I know this doesn't help, but I was thinking about this exact topic about a week ago when walking by an ambulance with the distinct diesel smell.

After far too much Googling I noticed a few places had hybrid ambulances, ZeroRPM was a thing, but not much more.

Lots of press releases, little actual information or documentation.

Good luck!


----------



## Tigger (Jan 14, 2021)

akflightmedic said:


> Yes I saw those...looking for vendor of that specific platform with one or many green options. Just do not know what is out there...


StealthPower is who most ambulance manufacturers use for idle reduction things. I think they'll work with about anyone.


----------



## Fezman92 (Feb 9, 2021)

How long until Tesla comes out with an all electric ambulance that costs $150,000?


----------



## Jim37F (Feb 9, 2021)

Wouldn't that be cheaper than a regular ambulance?

There's already electric fire engine on the market, and LAFD bought one as a test vehicle to determine suitability (though I think it's ugly as all heck, but that's besides the point lol) (IMO a better start would be instead of tieing the fire pump to the drive train (you have to actually change to a specific gear to start pumping), put an electric motor for the fire pump first, leave the rest of the drive train alone. That would enable pump and roll, cut down on fuel costs, and noise at the pump panel making things easier for the Engineer... still have a physical PTO link to the drive train as a backup if the electric motor fails. That's a better idea IMO than all electric right out of the gate, but I'm not exactly the guy making purchasing decisions heh)






						LAFD Purchasing First Electric Fire Engine in North America | Los Angeles Fire Department
					

The Los Angeles City Fire Department (LAFD) has signed an agreement to become  the first fire department in North America to purchase an electric fire engine from Austrian-based manufacturer Rosenbauer.




					www.lafd.org
				










Anyways, if they're doing it for a fire engine, I imagine someone, somewhere is building an electric Ambulance.
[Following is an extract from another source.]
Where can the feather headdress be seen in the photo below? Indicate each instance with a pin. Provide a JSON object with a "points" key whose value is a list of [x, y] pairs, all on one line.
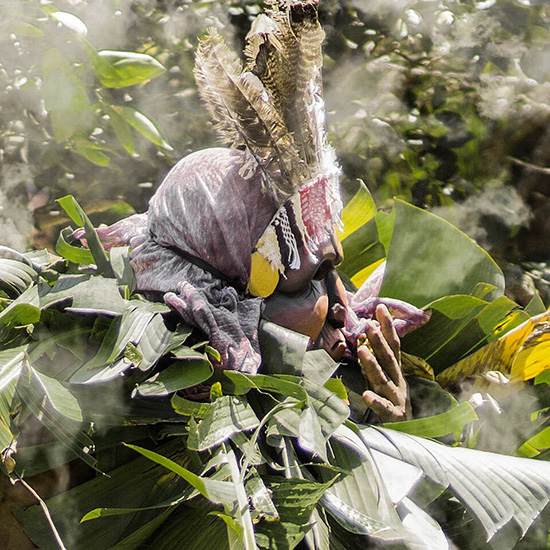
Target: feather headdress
{"points": [[271, 105]]}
Heck even Ford is looking at an electric F-150 model, I heard something about a hybrid version even sooner... get one of those and have a regular box put on that?


----------



## Fezman92 (Feb 9, 2021)

Jim37F said:


> Wouldn't that be cheaper than a regular ambulance?


No idea how much an ambulance costs. $250,000-400,000?


----------



## dutemplar (Feb 9, 2021)

I've mostly heard of Sprinters with the Euro 6 engine.  Solar panels to lighten the load and help.

Or...





						Crestline Coach | First Hybrid Ambulance in Canada
					

Crestline manufactures 1st hybrid ambulance in Canada for Oxford County




					crestlinecoach.com
				











						Seattle Increases Fuel Efficiency with Hybrid Ambulances
					

The City of Seattle has achieved a 23% increase in miles driven per gallon and a 19% reduction in carbon dioxide emissions in its hybrid ambulance vehicles.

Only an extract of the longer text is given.